Motherhood is all about sacrifice. For centuries mothers have been giving up what they want and need in order to accommodate the more pressing demands of their children. We give up sleep, leisurely meals, perky breasts, time, energy, you name it. We happily give it all up to raise these beautiful little creatures and have them prosper and grow into their oversized personalities.
For the past five years I have been working every weekend in order to be able to be home during the week with my kids and avoid paying drastically for child care. My kids see more of me and I don't have to worry about who is caring for them on which day. I have sacrificed many a party, girls' night, dinner out, and basically most other regular event that happens on a weekend. I get the occasional weekend off, savoring every minute of it when I'm not rushing to make the most of it. Now that my oldest is in second grade, I miss out on his life most of all. He's at school all week while I'm home, and I spend most of the day sleeping when he's home on the weekends. It's lame, but it works for our family right now.
Next week I am doing something that is totally radical in the world of motherhood: I am going on vacation by myself. That's right, I said it. No husband, no kids, just girlfriends for five days in Florida. The opposite of sacrifice. Next week I am giving myself a well earned break from the chaos and taking a little sacrifice back. Feels totally reckless as I have never done anything like it before. I travel a lot, but I always take my kids with me. This year I had very little money, but airline miles I could only use myself. Hmmm, what to do?
Ignoring the waves of panic that wash over me at night (How will they be OK without me? Will I be able to will our plane to stay in the air and make it to the other side? Will the house crumble into dust from neglect or be condemned from filth when I return? Am I traumatizing them by taking myself away for so long?) I soldier on because I am downright psyched about this trip. We are staying on a houseboat (is there anything cooler than that?) and planning to fill our days with beach, snorkels, and tropical cocktails. My goal is to relax enough for the next seven years until I get another vacation like it.

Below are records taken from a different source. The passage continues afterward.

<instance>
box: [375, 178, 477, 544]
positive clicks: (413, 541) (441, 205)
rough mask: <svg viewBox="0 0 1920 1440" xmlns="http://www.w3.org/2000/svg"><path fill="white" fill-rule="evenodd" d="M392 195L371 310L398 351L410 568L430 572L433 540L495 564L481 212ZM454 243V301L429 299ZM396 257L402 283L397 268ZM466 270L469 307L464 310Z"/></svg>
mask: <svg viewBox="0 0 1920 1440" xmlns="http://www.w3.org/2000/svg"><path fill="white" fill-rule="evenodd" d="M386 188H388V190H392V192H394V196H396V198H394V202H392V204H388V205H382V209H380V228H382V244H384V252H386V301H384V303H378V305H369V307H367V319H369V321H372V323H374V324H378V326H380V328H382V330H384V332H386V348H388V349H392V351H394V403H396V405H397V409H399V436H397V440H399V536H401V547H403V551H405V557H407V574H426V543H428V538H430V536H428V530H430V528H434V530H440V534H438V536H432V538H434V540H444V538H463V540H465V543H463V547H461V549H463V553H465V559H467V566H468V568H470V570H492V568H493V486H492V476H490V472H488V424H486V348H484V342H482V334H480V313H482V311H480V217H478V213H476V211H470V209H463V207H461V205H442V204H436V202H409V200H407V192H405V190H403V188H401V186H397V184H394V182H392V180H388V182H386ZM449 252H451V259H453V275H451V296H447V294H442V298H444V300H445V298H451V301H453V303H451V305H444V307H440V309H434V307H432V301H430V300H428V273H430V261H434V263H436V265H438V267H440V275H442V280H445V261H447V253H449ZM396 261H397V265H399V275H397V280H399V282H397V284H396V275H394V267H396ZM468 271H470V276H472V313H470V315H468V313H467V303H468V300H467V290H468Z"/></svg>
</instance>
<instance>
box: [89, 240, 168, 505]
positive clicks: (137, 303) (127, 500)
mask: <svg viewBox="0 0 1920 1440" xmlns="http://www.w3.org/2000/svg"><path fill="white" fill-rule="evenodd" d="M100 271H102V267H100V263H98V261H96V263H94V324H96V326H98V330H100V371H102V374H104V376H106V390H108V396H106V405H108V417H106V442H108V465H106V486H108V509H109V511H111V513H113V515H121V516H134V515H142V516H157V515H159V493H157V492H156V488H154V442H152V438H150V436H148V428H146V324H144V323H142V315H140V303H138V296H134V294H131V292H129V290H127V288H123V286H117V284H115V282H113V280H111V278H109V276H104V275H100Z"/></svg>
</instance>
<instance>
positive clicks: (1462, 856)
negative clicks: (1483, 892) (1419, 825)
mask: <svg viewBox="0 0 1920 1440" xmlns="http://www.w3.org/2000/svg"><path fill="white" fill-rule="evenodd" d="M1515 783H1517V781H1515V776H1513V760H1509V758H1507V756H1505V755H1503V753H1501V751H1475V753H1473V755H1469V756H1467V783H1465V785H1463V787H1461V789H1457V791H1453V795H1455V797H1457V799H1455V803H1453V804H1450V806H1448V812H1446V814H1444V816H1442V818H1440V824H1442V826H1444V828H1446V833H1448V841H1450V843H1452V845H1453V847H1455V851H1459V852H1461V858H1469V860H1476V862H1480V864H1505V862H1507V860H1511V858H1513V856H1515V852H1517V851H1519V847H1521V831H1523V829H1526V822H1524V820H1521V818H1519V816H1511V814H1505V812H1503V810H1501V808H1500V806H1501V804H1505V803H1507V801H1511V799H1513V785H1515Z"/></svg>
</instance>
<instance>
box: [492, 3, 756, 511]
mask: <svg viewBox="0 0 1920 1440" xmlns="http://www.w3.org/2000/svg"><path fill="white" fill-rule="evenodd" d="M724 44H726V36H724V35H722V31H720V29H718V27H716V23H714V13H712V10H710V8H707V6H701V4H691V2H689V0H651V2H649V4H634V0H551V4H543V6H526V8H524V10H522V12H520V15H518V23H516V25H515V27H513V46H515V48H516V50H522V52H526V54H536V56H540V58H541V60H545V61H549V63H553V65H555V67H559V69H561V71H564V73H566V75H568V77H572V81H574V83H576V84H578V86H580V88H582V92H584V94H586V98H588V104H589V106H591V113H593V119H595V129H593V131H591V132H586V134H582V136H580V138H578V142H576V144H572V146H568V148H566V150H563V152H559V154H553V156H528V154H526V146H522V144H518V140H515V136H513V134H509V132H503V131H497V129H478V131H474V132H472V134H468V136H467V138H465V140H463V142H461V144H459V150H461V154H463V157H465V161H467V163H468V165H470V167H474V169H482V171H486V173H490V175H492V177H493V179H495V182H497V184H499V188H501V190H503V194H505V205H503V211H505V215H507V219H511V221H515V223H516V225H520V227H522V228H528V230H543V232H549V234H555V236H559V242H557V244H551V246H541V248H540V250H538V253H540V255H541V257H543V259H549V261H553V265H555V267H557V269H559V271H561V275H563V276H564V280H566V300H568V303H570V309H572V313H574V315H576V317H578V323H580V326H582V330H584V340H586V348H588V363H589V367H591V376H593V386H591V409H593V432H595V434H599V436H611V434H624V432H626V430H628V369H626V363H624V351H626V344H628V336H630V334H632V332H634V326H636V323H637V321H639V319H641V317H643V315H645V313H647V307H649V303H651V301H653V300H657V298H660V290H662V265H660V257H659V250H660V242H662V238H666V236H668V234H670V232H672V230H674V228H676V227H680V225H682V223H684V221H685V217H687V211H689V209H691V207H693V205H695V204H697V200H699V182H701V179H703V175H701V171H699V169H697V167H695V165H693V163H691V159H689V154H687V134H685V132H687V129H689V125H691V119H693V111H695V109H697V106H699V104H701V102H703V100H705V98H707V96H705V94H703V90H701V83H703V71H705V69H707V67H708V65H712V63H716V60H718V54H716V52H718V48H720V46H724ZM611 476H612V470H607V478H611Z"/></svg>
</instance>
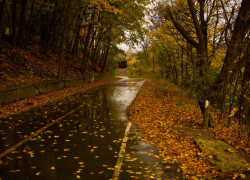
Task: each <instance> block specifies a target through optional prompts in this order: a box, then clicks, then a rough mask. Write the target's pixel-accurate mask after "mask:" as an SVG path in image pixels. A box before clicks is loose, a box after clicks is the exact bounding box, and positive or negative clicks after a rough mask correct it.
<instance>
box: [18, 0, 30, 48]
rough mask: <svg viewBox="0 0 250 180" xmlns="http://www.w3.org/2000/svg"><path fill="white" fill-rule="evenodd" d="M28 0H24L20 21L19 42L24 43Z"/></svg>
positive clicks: (20, 43) (22, 0)
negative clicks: (23, 37) (26, 11)
mask: <svg viewBox="0 0 250 180" xmlns="http://www.w3.org/2000/svg"><path fill="white" fill-rule="evenodd" d="M27 1H28V0H22V11H21V20H20V21H21V22H20V31H19V36H18V44H22V43H23V37H24V30H25V14H26V7H27Z"/></svg>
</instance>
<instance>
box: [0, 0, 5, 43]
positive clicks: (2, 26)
mask: <svg viewBox="0 0 250 180" xmlns="http://www.w3.org/2000/svg"><path fill="white" fill-rule="evenodd" d="M5 3H6V0H2V3H1V7H0V42H1V40H2V32H3V31H2V30H3V18H4V6H5Z"/></svg>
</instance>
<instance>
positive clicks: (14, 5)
mask: <svg viewBox="0 0 250 180" xmlns="http://www.w3.org/2000/svg"><path fill="white" fill-rule="evenodd" d="M16 11H17V0H13V10H12V43H14V44H15V43H16V27H17V26H16V23H17V22H16V18H17V17H16V15H17V13H16Z"/></svg>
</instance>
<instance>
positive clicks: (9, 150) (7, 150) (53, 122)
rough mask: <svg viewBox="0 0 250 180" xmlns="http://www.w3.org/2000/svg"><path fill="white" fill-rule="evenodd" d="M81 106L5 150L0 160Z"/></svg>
mask: <svg viewBox="0 0 250 180" xmlns="http://www.w3.org/2000/svg"><path fill="white" fill-rule="evenodd" d="M82 106H83V105H81V106H79V107H78V108H76V109H74V110H72V111H70V112H68V113H67V114H65V115H63V116H61V117H60V118H58V119H56V120H55V121H53V122H51V123H49V124H48V125H46V126H44V127H43V128H41V129H39V130H37V131H36V132H35V133H34V134H31V135H30V136H28V137H27V138H25V139H23V140H22V141H20V142H19V143H17V144H16V145H14V146H12V147H11V148H9V149H7V150H6V151H4V152H2V153H1V154H0V158H2V157H3V156H5V155H6V154H8V153H10V152H11V151H12V150H15V149H16V148H18V147H19V146H21V145H22V144H24V143H25V142H27V141H28V140H30V139H31V138H32V137H34V136H37V135H38V134H39V133H41V132H42V131H44V130H45V129H47V128H48V127H50V126H52V125H53V124H55V123H56V122H58V121H60V120H62V119H63V118H64V117H66V116H68V115H69V114H71V113H73V112H75V111H76V110H78V109H80V108H81V107H82Z"/></svg>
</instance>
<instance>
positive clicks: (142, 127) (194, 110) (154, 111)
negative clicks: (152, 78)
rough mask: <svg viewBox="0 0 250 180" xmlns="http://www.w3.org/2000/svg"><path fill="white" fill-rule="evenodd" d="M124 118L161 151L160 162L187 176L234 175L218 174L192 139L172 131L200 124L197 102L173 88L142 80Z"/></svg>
mask: <svg viewBox="0 0 250 180" xmlns="http://www.w3.org/2000/svg"><path fill="white" fill-rule="evenodd" d="M128 115H129V117H130V120H131V121H132V122H133V123H135V124H136V125H137V126H138V128H139V129H140V131H141V132H142V133H143V134H144V136H145V137H148V138H147V139H148V141H149V142H150V143H153V144H156V145H157V146H158V148H159V149H161V151H160V155H161V157H162V158H163V159H164V161H167V162H172V163H179V164H180V165H181V169H182V171H183V173H184V174H186V175H187V176H189V175H194V174H195V175H196V177H198V178H208V179H211V178H216V179H217V178H221V179H227V178H231V177H232V176H233V175H235V174H233V173H231V174H224V173H222V172H220V170H219V168H217V167H215V166H213V165H212V164H211V161H212V160H213V157H212V156H206V155H204V154H203V153H202V152H200V150H199V149H198V147H197V145H195V144H194V138H193V137H190V136H182V135H181V134H180V133H179V132H178V131H177V130H176V127H182V126H185V125H189V126H190V125H191V126H197V125H201V124H202V114H201V111H200V109H199V107H198V106H197V102H196V101H195V100H194V99H192V98H189V97H188V95H187V94H185V93H184V92H183V91H181V90H180V88H178V87H177V86H175V85H172V84H170V83H167V84H165V83H162V82H159V81H153V80H148V81H146V82H145V83H144V85H143V86H142V88H141V90H140V92H139V94H138V95H137V98H136V99H135V101H134V102H133V103H132V104H131V106H130V107H129V108H128ZM191 179H192V178H191Z"/></svg>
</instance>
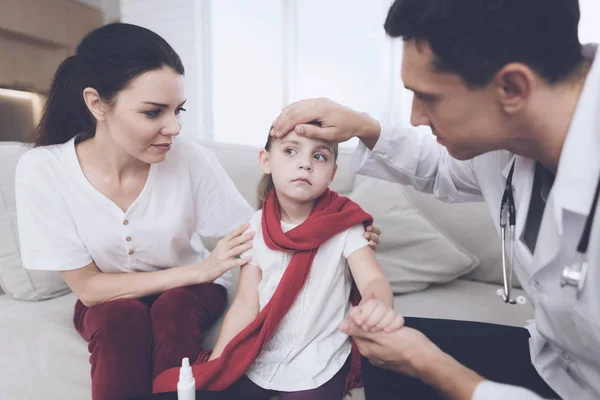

I am nervous about it because I am trained to sacrifice. It feels wrong to do something that is just for me. I'm not sure how that guilt was ingrained into me, but here it is. Wherever I go, this invisible umbilical cord has me attached to my children and I can't help but worry about where they are when they aren't with me. I think this feeling may never dissipate, and that it may be the permanent connection that makes motherhood such a powerful force.